In this article, we will be integrating TensorBoard into our PyTorch project. TensorBoard is a suite of web applications for inspecting and understanding your model runs and graphs. TensorBoard currently supports five visualizations: scalars, images, audio, histograms, and graphs. In this guide, we will be covering all five except audio and also learn how to use TensorBoard for efficient hyperparameter analysis and tuning.
Installation Guide:
- Make sure that your PyTorch version is above 1.10. For this guide, I’m using version 1.5.1. Use this command to check your PyTorch version.
import torch
print(torch.__version__)
- There are two package managers to install TensordBoard – pip or Anaconda. Depending on your python version use any of the following:
Pip installation command:
pip install tensorboard
Anaconda Installation Command:
conda install -c conda-forge tensorboard
Note: Having TensorFlow installed is not a prerequisite to running TensorBoard, although it is a product of the TensorFlow ecosystem, TensorBoard by itself can be used with PyTorch.
Introduction:
In this guide, we will be using the FashionMNIST dataset (60,000 clothing images and 10 class labels for different clothing types) which is a popular dataset inbuilt in the torch vision library.
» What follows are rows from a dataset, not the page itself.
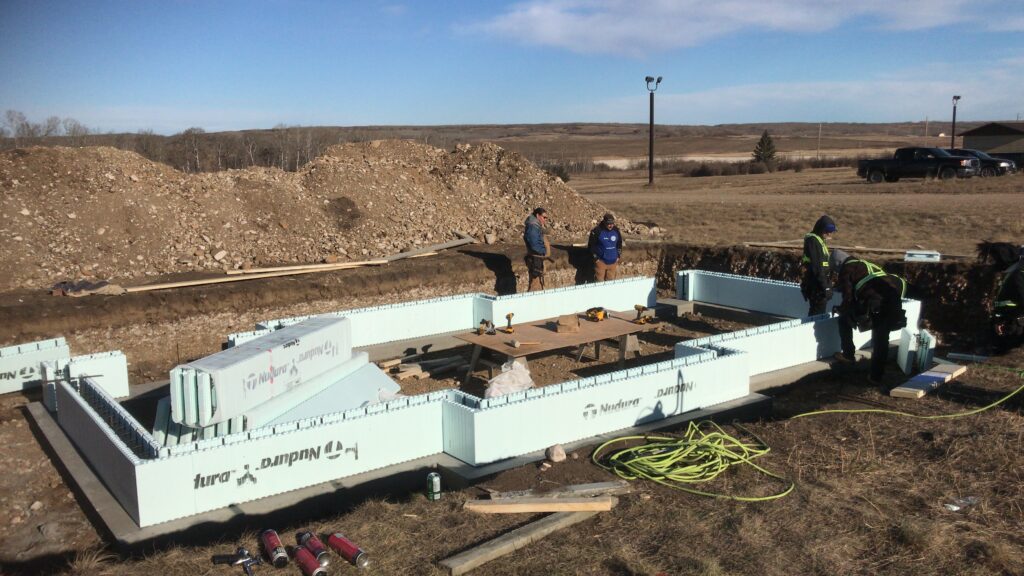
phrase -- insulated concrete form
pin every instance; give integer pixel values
(377, 325)
(240, 379)
(109, 370)
(157, 483)
(22, 365)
It consists of images of clothes, shoes, accessories, etc. along with an integer label corresponding to each category. We will create a simple CNN classifier and then draw inferences from it. Nonetheless, this guide will help you extend the power of TensorBoard to any project in PyTorch that you might be working on including ones that are created using Custom Datasets.
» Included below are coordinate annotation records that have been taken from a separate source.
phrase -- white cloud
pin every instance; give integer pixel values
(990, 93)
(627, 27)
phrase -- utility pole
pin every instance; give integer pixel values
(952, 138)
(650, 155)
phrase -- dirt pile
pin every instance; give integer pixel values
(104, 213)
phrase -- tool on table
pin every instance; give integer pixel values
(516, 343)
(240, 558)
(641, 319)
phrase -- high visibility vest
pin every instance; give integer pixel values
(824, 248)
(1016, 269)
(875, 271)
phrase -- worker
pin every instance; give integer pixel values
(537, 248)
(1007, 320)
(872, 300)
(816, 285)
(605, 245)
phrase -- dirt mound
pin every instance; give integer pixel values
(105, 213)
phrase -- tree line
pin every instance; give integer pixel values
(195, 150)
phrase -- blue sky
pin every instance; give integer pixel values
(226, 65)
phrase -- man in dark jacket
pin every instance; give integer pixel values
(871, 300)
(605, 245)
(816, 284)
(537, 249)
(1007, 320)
Note that in this guide we will not go into details of implementing the CNN model and setting up the training loops. Instead, the focus of the article will be on the bookkeeping aspect of Deep Learning projects to get visuals of the inner workings of the models(weights and biases) and the evaluation metrics(loss, accuracy, num_correct_predictions) along with hyperparameter tuning. If you are new to the PyTorch framework take a look at my other article on Implementing CNN in PyTorch(working with datasets, moving data to GPU, creating models and training loops) before moving forward.
Importing Libraries and Helper Functions:
import torch
import torch.nn as nn
import torch.optim as opt
torch.set_printoptions(linewidth=120)
import torch.nn.functional as F
import torchvision
import torchvision.transforms as transforms
from torch.utils.tensorboard import SummaryWriter
The last command is the one which enables us to import the Tensorboard class. We will be creating instances of "SummaryWriter" and then add our model’s evaluation features like loss, the number of correct predictions, accuracy, etc. to it. One of the novel features of TensorBoard is that we simply have to feed our output tensors to it and it displays the plot of all those metrics, in this way TensorBoard can take care of all the plotting for us.
def get_num_correct(preds, labels):
return preds.argmax(dim=1).eq(labels).sum().item()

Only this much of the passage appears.